Accordingly, in order to correct the alleged scrivener's error on the previously administered Deed, Eugene was obliged to file his petition for relief within one year of the date of the discharge of the co-personal representatives. I.C. § 29-1-17-13. Eugene failed to do so. The date of discharge was January 4, 2008, and it is undisputed that Eugene did not file his petition until more than fourteen months later, on March 18, 2009. Hence, his petition was untimely, and we affirm the trial court's grant of summary judgment to Sharon.
Affirmed.
FRIEDLANDER and BRADFORD, JJ., concur.
NOTES
[1] In its order, the trial court stated that it was entering "findings and conclusions." Appellant's App. at 30. But the court did not find specific facts and did not state conclusions based on those facts. Thus, the court entered a general judgment.

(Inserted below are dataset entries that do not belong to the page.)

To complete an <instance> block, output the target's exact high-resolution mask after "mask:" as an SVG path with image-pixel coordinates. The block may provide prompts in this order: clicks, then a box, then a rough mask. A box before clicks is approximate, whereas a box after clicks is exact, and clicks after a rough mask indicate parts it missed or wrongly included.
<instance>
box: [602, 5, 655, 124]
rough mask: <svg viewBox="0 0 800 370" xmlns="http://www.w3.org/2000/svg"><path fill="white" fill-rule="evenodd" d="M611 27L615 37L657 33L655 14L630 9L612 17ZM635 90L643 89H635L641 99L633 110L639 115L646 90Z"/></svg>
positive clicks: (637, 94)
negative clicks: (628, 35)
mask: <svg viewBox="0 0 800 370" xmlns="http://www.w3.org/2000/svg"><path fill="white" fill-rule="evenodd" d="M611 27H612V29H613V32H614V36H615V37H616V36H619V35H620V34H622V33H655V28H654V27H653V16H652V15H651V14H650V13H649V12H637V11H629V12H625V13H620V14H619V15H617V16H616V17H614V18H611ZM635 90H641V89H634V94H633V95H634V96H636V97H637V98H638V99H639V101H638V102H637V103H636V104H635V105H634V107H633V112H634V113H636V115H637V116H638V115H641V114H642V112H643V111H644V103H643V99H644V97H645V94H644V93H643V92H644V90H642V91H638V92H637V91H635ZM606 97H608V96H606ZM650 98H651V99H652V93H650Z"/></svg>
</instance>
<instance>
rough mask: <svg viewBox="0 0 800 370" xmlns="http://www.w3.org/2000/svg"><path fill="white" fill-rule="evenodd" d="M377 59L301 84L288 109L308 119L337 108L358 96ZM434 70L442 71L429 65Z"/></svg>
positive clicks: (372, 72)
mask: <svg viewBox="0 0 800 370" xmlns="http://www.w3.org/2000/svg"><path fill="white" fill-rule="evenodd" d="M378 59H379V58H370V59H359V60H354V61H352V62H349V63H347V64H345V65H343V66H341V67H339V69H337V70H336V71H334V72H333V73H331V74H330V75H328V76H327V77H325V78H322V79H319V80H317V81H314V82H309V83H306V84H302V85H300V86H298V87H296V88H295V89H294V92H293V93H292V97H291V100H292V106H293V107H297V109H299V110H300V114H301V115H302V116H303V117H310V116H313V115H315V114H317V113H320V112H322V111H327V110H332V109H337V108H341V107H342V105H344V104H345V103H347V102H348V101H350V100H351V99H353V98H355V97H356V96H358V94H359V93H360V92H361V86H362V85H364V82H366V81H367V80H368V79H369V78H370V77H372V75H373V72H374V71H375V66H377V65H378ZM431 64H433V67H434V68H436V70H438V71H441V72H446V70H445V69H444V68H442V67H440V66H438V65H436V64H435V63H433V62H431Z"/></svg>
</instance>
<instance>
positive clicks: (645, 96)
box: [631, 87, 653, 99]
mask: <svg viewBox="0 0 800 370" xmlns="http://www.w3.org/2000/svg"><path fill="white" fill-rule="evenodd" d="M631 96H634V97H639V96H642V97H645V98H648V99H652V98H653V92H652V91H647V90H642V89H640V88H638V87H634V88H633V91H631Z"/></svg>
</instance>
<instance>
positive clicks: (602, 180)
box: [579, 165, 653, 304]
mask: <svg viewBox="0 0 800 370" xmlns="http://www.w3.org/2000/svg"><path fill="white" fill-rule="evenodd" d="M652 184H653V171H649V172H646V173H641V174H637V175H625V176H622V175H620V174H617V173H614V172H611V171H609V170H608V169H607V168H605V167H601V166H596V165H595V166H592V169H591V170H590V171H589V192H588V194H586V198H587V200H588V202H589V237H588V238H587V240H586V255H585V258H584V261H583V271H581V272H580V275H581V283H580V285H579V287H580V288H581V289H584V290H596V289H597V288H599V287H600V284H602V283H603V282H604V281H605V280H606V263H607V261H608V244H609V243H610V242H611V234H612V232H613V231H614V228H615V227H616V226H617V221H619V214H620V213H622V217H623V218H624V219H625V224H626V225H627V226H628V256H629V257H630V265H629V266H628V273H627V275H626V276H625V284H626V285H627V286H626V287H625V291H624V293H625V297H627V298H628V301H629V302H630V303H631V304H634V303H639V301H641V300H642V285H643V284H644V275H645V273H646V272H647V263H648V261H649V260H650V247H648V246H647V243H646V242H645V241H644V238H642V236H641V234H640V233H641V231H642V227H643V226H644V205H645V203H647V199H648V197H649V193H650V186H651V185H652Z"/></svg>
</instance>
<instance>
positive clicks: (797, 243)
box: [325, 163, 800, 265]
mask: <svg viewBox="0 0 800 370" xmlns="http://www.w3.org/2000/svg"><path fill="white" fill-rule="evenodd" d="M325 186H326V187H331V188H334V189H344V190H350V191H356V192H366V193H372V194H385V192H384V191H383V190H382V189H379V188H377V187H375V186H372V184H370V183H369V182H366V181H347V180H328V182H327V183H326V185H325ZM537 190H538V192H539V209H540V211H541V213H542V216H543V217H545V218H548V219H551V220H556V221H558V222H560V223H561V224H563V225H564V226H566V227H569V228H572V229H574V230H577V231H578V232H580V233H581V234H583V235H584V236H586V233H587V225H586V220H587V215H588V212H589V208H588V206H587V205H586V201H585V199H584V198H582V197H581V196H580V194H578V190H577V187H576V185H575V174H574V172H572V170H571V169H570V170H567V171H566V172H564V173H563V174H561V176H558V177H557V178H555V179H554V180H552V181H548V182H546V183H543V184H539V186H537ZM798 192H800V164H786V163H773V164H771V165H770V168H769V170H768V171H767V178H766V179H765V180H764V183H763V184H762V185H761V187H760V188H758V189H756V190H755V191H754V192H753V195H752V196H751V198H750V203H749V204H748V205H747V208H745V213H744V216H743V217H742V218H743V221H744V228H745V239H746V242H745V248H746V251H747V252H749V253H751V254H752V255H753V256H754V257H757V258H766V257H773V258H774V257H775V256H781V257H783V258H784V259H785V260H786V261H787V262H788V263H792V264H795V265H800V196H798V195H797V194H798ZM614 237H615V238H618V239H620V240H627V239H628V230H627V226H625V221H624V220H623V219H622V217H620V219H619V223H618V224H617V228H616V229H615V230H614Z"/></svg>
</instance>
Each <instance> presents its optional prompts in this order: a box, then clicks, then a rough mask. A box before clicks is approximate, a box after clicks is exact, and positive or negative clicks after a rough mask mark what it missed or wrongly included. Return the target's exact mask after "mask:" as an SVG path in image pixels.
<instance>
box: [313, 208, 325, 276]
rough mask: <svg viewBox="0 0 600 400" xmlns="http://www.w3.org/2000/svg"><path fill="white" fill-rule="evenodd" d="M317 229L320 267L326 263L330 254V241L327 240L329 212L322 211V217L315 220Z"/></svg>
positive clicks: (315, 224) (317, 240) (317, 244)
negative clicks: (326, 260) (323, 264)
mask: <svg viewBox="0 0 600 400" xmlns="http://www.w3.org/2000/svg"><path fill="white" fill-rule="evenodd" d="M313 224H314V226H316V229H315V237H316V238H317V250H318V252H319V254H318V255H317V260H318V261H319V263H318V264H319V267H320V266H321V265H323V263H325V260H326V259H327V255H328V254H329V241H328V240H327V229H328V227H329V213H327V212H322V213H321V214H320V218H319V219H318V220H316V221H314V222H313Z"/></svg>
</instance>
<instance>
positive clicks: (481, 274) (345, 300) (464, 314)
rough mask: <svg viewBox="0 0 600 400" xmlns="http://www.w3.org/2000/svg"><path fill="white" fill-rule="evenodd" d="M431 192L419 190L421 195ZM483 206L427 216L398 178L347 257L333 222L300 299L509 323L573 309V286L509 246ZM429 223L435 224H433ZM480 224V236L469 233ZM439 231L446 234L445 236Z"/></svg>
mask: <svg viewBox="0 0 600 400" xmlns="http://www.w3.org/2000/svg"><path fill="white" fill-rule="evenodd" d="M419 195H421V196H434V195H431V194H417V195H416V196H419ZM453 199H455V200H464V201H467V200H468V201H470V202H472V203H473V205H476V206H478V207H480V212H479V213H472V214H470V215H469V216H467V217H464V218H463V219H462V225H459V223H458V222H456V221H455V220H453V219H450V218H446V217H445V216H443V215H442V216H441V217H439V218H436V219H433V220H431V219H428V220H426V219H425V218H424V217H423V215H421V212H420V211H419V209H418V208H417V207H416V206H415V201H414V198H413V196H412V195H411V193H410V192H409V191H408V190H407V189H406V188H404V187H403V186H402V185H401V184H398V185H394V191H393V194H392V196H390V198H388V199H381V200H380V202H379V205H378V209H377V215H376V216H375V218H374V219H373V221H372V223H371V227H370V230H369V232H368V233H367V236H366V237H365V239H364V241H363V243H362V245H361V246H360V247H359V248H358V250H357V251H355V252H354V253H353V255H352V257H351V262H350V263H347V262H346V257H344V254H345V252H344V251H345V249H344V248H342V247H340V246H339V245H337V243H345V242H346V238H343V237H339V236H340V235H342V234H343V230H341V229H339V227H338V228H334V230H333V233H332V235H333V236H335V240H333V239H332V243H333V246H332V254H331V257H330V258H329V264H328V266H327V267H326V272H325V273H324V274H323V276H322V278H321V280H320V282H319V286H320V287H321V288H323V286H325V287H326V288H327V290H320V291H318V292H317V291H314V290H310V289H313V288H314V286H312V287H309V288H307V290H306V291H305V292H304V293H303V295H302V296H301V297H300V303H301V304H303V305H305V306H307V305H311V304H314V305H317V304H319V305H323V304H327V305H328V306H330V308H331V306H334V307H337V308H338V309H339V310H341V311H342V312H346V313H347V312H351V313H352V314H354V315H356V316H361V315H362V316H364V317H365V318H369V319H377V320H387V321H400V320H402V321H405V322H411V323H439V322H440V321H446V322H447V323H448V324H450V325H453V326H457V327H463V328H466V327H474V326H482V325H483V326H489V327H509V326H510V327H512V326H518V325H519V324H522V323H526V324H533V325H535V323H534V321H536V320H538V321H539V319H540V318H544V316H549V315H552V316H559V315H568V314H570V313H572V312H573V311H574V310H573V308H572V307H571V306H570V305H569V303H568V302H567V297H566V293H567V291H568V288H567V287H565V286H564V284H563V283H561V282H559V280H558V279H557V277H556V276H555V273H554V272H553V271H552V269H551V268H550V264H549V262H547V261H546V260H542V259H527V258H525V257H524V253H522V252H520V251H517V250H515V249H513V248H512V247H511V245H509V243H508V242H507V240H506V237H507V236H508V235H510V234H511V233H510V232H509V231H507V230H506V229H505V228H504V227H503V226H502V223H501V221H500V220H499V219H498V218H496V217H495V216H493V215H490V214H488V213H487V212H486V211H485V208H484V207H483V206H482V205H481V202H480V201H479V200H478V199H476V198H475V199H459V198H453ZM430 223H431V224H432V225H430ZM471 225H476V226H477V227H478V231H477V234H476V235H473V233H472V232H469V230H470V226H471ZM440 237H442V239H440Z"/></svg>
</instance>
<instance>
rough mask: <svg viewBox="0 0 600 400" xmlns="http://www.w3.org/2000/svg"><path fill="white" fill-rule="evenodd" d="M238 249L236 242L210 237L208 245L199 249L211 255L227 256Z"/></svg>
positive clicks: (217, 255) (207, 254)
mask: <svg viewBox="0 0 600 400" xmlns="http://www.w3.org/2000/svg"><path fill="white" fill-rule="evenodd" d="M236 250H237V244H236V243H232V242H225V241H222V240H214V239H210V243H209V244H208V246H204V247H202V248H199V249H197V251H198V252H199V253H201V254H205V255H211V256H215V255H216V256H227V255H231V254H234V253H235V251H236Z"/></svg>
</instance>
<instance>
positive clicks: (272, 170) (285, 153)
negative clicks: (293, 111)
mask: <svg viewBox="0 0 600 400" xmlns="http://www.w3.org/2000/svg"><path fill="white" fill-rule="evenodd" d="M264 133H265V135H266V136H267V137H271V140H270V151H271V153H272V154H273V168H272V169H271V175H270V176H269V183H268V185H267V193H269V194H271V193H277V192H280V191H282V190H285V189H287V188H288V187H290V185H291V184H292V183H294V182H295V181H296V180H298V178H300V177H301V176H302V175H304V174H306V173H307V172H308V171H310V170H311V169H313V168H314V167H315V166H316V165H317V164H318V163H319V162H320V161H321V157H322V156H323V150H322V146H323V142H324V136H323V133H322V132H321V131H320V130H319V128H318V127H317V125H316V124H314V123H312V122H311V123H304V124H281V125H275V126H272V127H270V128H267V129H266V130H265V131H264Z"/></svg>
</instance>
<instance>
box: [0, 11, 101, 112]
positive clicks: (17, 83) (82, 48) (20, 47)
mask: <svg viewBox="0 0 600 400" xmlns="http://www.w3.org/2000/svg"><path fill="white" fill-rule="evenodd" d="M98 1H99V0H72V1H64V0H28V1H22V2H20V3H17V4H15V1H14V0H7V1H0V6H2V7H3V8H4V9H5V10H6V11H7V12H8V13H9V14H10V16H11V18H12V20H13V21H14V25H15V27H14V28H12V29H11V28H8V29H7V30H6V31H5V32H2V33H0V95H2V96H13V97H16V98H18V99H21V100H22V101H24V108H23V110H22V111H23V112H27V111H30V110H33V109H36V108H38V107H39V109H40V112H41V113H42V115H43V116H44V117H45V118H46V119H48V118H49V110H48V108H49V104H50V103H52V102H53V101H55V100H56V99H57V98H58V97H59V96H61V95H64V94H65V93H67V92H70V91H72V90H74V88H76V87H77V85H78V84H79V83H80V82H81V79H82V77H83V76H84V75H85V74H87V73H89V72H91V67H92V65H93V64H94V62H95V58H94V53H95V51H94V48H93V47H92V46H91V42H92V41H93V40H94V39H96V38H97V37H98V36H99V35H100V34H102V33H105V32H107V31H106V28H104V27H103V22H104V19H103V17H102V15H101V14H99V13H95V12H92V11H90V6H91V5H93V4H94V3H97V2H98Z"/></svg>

[2] To be sure, the statute of limitations applicable for Section 14 petitions begins to accrue against a particular petitioner when he or she knows, or in the exercise of ordinary diligence should have known, of the alleged injury. See Cooper Indus., LLC v. City of South Bend, 899 N.E.2d 1274, 1280 (Ind.2009). Section 14 itself "does not limit the time within which an administrator de bonis non[, meaning, `of goods not administered,'] may be appointed," and the general rule is that, so long as there are assets remaining unadministered, such an administrator may be appointed. McNabb v. Dennis (In re the Estate of McNabb), 744 N.E.2d 569, 571 n.3 (Ind.Ct.App.2001) (citing 1 Henry's Ind. Probate Law & Practice § 807 at 352 (8th ed. 1989)).
[3] Our holding is constrained by the procedural posture of this case, and we express no opinion on whether Eugene has or had other civil remedies available to him outside of the Probate Code.
[4] Here, Eugene and Sharon were co-personal representatives in the former administration of the Estates. Although Eugene seeks to reopen the estates on his allegation of mistake by the personal representatives, which, therefore, includes his own mistake, neither party in this appeal suggests that Eugene's petition is prohibited by the invited-error doctrine. Thus, for purposes of the example provided in the text, consider Sharon the only personal representative and Eugene "one of the other heirs."
[5] In the omitted footnote, the authors of Henry's suggest that, "[i]n this situation, reopening of the estate would be a proper procedure. . . if the recovery would inure to the benefit of the estate. Reopening in this situation would be for `other proper cause' under [Section 14]." 1 Henry's Ind. Probate Law & Practice § 8.07 at 8-78 n.50. Assuming that comment is accurate, Eugene's claim for relief from the allegedly mistaken Deed inures to his personal benefit and not to that of the estate. See, e.g., Randles v. Ind. Patient's Comp. Fund, 860 N.E.2d 1212, 1220-21 (Ind.Ct.App.2007) ("Damages for the medical, hospital, funeral, and burial expenses inure to the benefit of the estate. . . ."), trans. denied.